Por Emir Sader
É o momento em que Washington não tem nada a oferecer aos países que pretendem sair da armadilha neoliberal
Os Estados Unidos saíram triunfantes da Guerra Fria, mas o mundo surgido dali não é nem um mundo de paz, nem de desenvolvimento econômico e justiça social. Ao contrário, focos de guerra só se multiplicam, as intervenções no Afeganistão e no Iraque não conseguem criar condições para que as tropas norte-americanas possam sair desses países mais de dez anos depois das invasões, a maior crise econômica internacional em mais de 80 anos não tem prazo para terminar, produzindo mais desigualdade, pobreza, miséria e exclusão social.
Os Estados Unidos continuam sendo a única superpotência, em um mundo que passou da bipolaridade à unipolaridade. Seu poderio militar é inquestionável, a presença política em todo o mundo e a superioridade tecnológica se mantêm. Para não falar no plano ideológico, em que o “modo de vida americano” é absolutamente hegemônico em escala mundial.
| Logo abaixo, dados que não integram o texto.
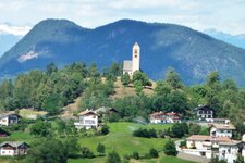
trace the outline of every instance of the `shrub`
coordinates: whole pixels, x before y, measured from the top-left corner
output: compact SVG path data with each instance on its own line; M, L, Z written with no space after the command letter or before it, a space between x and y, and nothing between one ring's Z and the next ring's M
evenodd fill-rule
M105 146L102 143L98 143L98 146L97 146L97 152L100 155L103 155L105 154Z
M163 151L166 153L166 155L176 155L177 151L175 148L175 143L172 140L169 140L166 142L164 147L163 147Z
M180 147L186 147L186 140L181 141Z
M185 135L186 130L181 123L175 123L173 124L171 131L172 131L172 137L181 138Z
M115 151L108 153L106 163L121 163L121 159Z
M132 158L134 158L135 160L138 160L139 159L138 152L133 152Z
M109 127L107 125L101 127L101 134L102 135L108 135L109 134Z
M158 158L158 151L154 148L149 149L149 155L150 158Z
M94 153L87 147L82 148L82 156L83 158L89 158L89 159L95 158Z
M156 129L143 129L143 128L139 128L137 130L134 130L133 131L133 136L135 137L144 137L144 138L156 138L157 137L157 131Z
M188 133L191 135L197 135L197 134L200 133L200 129L201 129L200 125L198 125L198 124L189 124Z

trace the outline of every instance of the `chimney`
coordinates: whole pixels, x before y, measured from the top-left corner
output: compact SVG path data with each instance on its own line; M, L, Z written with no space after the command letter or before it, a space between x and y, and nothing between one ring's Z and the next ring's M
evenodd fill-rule
M242 141L245 142L245 134L243 134Z

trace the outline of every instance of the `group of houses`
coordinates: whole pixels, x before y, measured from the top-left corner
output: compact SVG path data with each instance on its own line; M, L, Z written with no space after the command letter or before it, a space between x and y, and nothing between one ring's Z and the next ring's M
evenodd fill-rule
M238 154L245 156L245 136L241 141L232 140L234 125L228 118L213 118L213 110L200 105L196 110L199 121L209 126L209 135L192 135L186 138L186 147L179 148L180 152L205 156L219 158L228 163L233 163Z
M241 141L232 140L235 127L232 124L211 124L210 135L192 135L186 138L186 148L181 152L205 156L207 159L218 156L233 163L238 153L245 156L245 136Z

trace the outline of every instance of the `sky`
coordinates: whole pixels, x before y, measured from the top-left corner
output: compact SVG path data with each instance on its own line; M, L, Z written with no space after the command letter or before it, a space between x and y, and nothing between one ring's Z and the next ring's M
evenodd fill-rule
M121 18L245 34L245 0L0 0L0 33L24 35L46 18L94 28Z

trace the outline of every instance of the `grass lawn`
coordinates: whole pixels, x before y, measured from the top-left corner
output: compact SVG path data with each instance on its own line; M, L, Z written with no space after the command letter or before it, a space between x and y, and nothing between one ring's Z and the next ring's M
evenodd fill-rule
M106 158L95 159L69 159L69 163L105 163ZM163 153L157 159L131 160L131 163L194 163L191 161L182 160L175 156L167 156Z
M140 125L135 123L119 122L108 124L110 133L107 136L81 138L79 145L90 148L96 153L97 145L103 143L106 146L106 152L115 150L121 155L132 154L134 151L138 151L140 155L148 153L150 148L162 150L167 139L162 138L138 138L133 137L132 133L138 128L156 128L166 129L171 126L167 125Z
M46 114L47 114L47 112L44 112L44 111L34 111L30 109L21 109L20 110L20 115L24 118L34 118L35 120L38 115L42 116Z

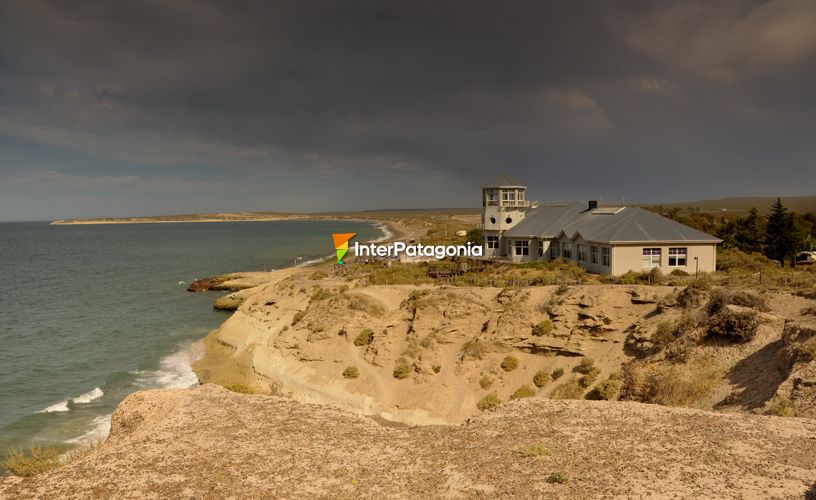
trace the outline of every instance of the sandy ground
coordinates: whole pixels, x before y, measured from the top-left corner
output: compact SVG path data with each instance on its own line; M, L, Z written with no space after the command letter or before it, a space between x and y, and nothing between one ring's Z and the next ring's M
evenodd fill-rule
M531 445L541 453L525 456ZM810 419L528 399L456 427L394 428L205 385L129 396L100 448L4 478L0 496L803 498L814 456Z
Nos anos 1970, constatava o economista e sociólogo italiano Giovanni Arrighi (1937-2009) haver um consenso de que o capitalismo terminaria, faltava decidir quando e como. Esse fatalismo, baseado numa interpretação mecanicista da história, segundo a qual os tipos de sociedade se sucederam quase que automaticamente, sofreu depois um duro baque. Não apenas o capitalismo sobreviveu, como a primeira forma histórica de existência do socialismo desapareceu.
A partir desse momento a imagem dos Estados Unidos se revigorou, vieram as teorias do “fim da história” e da obrigatoriedade do Consenso de Washington, que acompanhavam a expansão aparentemente irreversível do neoliberalismo. Quando esse modelo começou a revelar seus limites e contradições, voltaram teorias sobre o fim próximo não apenas da hegemonia norte-americana, como do próprio capitalismo. Houve um respeitável historiador, (Karl Marx) que previu que em 50 anos o capitalismo terminaria.
Nenhum sistema econômico e político termina por si mesmo, simplesmente pelo esgotamento. Ele precisa ser vencido e superado por outro. E, apesar de todas as debilidades que ele exibe, o imperialismo norte-americano não encontra ainda no horizonte uma força ou um conjunto de forças que possa superá-lo e substituí-lo.
As contradições e limitações do neoliberalismo fazem com que seja um sistema esgotado, porém isso não basta para que seja substituído nem sequer por outro modelo dentro do capitalismo. Porque há fortes interesses que o sustentam, os dos maiores beneficiários dele – o capital financeiro –, que sempre consegue recolocar seus interesses por cima das crises.
Conforme se acumularam a multiplicação de focos de guerra e a incapacidade norte-americana de dar conta deles, ao lado da crise econômica internacional, iniciada em 2008 e sem horizonte ainda para terminar, proliferaram as visões catastrofistas sobre o futuro daquela hegemonia.
Porém toda análise não tem de partir de uma visão unilateral, apenas baseada nos elementos de debilidade dessa posição. É preciso levar em conta também os elementos de fraqueza na constituição de um outro campo que possa enfrentá-lo. O que compõe um quadro em que, embora declinante, a supremacia norte-americana ainda perdura, ao longo da primeira metade do século 21.
O que há de novo são elementos de um mundo economicamente multipolar, que começou a ser desenhado com o surgimento dos Brics, reunindo países emergentes, situados fora da hegemonia direta dos Estados Unidos e dos organismos internacionais surgidos a partir dos acordos de Bretton Woods, ao fim da Segunda Guerra. Os acordos assinados pelos Brics em Fortaleza, em julho do ano passado, desenham instituições desse mundo multipolar economicamente: um banco de desenvolvimento alternativo ao Banco Mundial, e um fundo de reservas alternativo ao FMI. É um começo da superação daquele poderio, em um momento em que Washington não tem nada a oferecer aos países que pretendem sair da armadilha neoliberal e da crise recessiva internacional.